Taipei will take new steps to beef up enforcement of labor regulations, adding new inspectors and conducting a full-scale inspection of media firms, the city’s Department of Labor announced yesterday.
“We have designated accompanying appraisers to participate in labor inspections,” Department of Labor Commissioner Lai Hsiang-lin (賴香伶) said. “Our objective is to improve the effectiveness of our inspections, ameliorate the overuse of the responsibility system and distortion of the Labor Standards Act (勞動基準法).”
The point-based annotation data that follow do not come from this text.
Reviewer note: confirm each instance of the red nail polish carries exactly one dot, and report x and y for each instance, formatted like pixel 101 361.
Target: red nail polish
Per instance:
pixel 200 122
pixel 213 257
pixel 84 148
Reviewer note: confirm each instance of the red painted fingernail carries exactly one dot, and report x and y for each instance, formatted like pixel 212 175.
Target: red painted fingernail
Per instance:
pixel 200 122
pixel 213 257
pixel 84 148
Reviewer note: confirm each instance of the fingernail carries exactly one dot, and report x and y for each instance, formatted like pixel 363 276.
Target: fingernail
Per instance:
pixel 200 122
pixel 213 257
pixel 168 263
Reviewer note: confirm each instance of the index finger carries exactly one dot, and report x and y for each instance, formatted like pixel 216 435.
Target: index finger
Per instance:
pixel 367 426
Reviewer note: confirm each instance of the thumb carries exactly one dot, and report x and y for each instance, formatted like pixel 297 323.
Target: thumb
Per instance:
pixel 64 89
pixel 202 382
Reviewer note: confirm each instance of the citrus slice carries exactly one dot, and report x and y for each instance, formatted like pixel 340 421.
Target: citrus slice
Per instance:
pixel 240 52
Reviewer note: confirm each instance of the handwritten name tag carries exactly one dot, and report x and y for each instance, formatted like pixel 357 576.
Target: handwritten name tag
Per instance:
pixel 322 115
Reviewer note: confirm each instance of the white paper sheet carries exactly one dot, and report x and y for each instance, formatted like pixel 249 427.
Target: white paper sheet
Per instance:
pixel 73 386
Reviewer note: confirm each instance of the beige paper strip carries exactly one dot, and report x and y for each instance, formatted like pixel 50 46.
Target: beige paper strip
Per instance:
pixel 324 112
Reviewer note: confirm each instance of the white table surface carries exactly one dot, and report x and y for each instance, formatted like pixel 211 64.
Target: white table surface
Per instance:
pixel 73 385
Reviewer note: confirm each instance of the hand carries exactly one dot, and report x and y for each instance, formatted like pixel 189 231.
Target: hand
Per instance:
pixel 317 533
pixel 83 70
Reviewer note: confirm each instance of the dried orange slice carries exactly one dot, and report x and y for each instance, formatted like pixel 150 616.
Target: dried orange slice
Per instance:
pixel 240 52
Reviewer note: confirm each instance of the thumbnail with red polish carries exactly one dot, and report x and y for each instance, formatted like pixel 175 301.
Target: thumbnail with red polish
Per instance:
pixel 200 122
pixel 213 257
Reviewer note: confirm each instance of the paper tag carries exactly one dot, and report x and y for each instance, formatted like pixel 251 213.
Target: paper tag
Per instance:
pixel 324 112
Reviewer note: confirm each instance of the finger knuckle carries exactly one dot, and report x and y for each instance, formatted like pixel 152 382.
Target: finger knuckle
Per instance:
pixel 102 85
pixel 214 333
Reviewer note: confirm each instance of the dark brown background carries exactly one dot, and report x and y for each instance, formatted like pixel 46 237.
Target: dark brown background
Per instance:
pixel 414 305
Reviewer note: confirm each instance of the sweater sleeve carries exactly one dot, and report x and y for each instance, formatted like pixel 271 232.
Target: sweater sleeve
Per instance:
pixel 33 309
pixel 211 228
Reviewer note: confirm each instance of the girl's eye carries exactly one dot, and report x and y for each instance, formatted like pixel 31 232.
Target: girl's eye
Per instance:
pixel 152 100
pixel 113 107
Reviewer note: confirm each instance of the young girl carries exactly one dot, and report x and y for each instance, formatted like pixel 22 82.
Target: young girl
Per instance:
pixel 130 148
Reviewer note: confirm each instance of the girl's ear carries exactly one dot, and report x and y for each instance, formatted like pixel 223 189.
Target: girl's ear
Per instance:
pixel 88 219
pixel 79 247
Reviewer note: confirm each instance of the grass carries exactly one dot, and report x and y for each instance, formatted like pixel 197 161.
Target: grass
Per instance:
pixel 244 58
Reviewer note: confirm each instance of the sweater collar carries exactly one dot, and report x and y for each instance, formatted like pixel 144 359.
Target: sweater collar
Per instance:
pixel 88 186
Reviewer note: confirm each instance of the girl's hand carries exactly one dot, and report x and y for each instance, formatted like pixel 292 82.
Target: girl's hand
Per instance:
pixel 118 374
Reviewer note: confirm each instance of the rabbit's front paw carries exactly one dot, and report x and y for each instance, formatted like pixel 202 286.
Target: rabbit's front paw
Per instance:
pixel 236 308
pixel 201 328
While labor union representatives already participate in inspections within their industries, the new policy represents the first time workers in non-unionized industries will be invited to accompany department inspectors on their rounds, division chief Ho Hung-cheng (何洪丞) said.
“Including worker representatives will help prevent firms from hoodwinking us,” Ye Chien-neng (葉建能), another division chief, said, adding that workers’ knowledge of their fields and related firms would help them ask the right questions.
Using the media industry as an example, he said that the city has been unable to enforce regulations on overtime work because half of the firms inspected claim they have no record of employee work hours.
After holding discussions with media representatives, the department found that it could use Line messages and filing times for articles to estimate work time in lieu of conventional time cards, he said.
Finding proof of overwork or failure to pay overtime would enable the department to potentially triple the fines that a firm would already face for failing to keep work hour records, Ye said.
The department also announced that beginning in the middle of this month, it would conduct a full round of inspections into the labor practices of 31 of the city’s largest media outlets, with follow-up inspections later this year for companies found to have violated labor regulations.
Inspections of media firms will be followed by further rounds of enforcement targeting the medical, financial and technology fields, the department said.
Lai said that the department’s objective was to spark public discussion by publicizing violations of labor regulations in the targeted industries.
She said that fines alone were unlikely to change the behavior of the violating firms.
With fines capped at NT$30,000 for each type of citation, city fines would be pocket change to the corporations affected, she added.
Meanwhile, the city government announced that labor union representatives will make up one-fifth of city appointments to the corporate boards of firms in which the city holds a stake.